Ultimately, Mike pleads with a newspaperman in his ivory tower — there’s actually some genuine concern there for once — but he also gets fingered by the jovial gangster who lays out threats with a smile. Howard da Silva makes an early appearance only to show up later and practically steal the show. It’s not simply about malice; it’s how he’s able to mask it with this kind of menacing conviviality. There’s a dissonance between the threat in each of his measured words and his outwardly cordial manner.

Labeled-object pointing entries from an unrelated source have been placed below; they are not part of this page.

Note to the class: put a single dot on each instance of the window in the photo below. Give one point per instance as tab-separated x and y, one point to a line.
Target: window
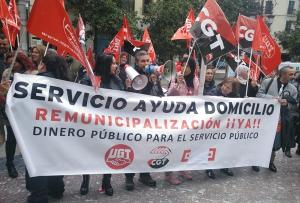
146	3
288	26
291	7
269	7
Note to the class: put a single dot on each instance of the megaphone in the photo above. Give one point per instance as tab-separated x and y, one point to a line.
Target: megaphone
166	70
139	82
242	73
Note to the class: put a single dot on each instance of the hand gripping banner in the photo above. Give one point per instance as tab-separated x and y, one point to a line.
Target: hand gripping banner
64	128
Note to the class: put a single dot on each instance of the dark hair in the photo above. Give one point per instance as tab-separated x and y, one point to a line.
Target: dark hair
235	86
189	78
283	70
24	60
124	54
56	65
139	54
103	65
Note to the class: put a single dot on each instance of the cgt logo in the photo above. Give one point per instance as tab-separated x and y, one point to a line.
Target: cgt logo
119	156
269	46
161	154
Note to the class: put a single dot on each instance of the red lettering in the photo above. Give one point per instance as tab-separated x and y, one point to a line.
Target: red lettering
186	155
212	154
55	115
135	122
40	114
71	118
118	123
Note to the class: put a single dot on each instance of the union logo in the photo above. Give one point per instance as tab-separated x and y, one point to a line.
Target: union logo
119	156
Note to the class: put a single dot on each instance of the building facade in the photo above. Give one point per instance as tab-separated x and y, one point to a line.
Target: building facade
281	15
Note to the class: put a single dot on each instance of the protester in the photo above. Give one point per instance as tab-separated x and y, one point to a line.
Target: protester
42	186
209	80
209	86
296	83
227	88
106	67
153	88
123	61
286	94
185	84
21	65
3	52
37	54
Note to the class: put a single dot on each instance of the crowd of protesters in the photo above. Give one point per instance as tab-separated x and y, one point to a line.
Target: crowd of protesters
285	86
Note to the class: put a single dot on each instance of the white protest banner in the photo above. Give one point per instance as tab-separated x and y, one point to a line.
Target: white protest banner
64	128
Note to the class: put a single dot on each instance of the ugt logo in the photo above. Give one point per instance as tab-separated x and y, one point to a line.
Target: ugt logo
119	156
160	159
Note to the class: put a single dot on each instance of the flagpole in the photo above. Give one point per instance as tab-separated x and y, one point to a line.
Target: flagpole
190	53
256	67
218	62
238	40
18	40
202	78
10	45
249	71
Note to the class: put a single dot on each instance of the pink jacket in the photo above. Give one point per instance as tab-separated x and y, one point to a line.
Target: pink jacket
183	90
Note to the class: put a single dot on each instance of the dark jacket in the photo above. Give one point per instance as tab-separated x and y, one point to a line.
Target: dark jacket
208	87
217	92
252	91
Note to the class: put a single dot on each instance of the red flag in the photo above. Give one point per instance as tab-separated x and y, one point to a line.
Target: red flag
10	21
62	2
90	57
80	30
263	41
3	9
126	30
244	32
115	45
213	32
57	30
151	51
61	52
184	31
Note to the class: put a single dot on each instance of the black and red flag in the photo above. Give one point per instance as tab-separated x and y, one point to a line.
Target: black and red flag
263	42
243	61
244	32
213	32
58	30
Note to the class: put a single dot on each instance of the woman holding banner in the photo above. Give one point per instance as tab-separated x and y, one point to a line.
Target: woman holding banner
42	186
106	67
22	64
186	84
227	88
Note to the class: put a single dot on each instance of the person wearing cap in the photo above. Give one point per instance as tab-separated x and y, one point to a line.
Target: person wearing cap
281	89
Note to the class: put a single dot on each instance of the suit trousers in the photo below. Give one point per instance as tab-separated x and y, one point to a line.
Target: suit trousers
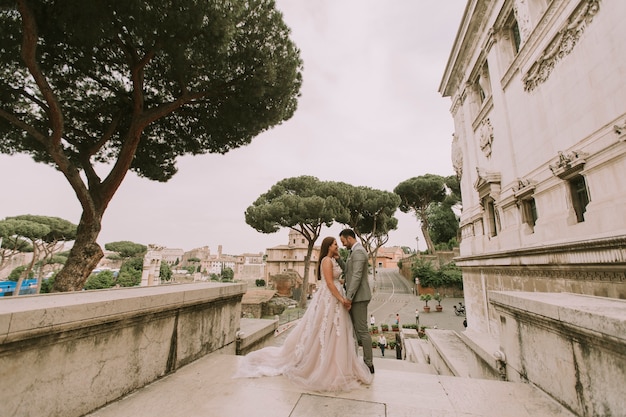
358	313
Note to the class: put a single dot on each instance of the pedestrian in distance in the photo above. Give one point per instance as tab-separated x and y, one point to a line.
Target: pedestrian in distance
382	344
398	346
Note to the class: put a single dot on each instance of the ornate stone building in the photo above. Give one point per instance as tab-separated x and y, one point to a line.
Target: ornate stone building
538	98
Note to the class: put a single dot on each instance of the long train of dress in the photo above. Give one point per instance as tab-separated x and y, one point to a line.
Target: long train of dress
320	353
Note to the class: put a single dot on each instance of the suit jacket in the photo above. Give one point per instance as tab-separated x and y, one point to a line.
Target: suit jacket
356	274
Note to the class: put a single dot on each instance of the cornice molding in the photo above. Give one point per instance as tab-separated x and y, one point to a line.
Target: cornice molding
561	44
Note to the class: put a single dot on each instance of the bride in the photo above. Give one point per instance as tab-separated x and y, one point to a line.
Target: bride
320	353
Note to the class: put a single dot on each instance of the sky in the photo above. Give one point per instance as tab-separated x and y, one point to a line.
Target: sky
369	114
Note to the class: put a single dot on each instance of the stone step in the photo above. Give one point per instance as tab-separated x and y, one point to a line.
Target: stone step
448	353
206	388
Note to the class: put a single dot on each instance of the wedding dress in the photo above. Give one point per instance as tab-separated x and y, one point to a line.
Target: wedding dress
320	353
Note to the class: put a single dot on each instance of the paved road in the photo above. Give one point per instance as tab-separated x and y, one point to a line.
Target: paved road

In the end, true to form, Duryea gets the crud beaten out of him, enough that he earns a date with an ambulance at the end of the picture. Even then when his girl steps in to ride off by his side, it’s hard not to consider their chemistry in the moment. They never felt like a couple, at least not to the degree such an action implied. Gail Storm, no fault of her own, is written to flit back and forth between indignation and admiration. She isn’t allowed to really stand on her own two feet.

It’s a final dagger in a movie that’s a bumpy excursion and still a calculated risk for Dan Duryea aficionados. The movie certainly isn’t averse to risks, taking on the theme of a black woman accused of murder and theft. It has a lot of potential, although the incisive edge is neutered by whitewashing the part and casting Mary Anderson in the role, no doubt to placate southern audiences. It’s a shame.

There’s only one last point that I feel compelled to bring up given the historical moment. The Underworld Story oozes Blacklist from the moment Duryea gets forced out of town and can’t win a favor, even from his friends. This is indicative of the story, but we can also consider all the personnel involved. Cy Endfield and Howard da Silva among them would wind up victims of HUAC destined for ex-communication from the Hollywood majority.

Mind you, these weren’t coincidences. People on both sides knew what they were doing. It proves that art really does have an impact on life. I would use the term art loosely with Endfield’s picture, though it does have a certain trashy allure around the corners — flaws and all.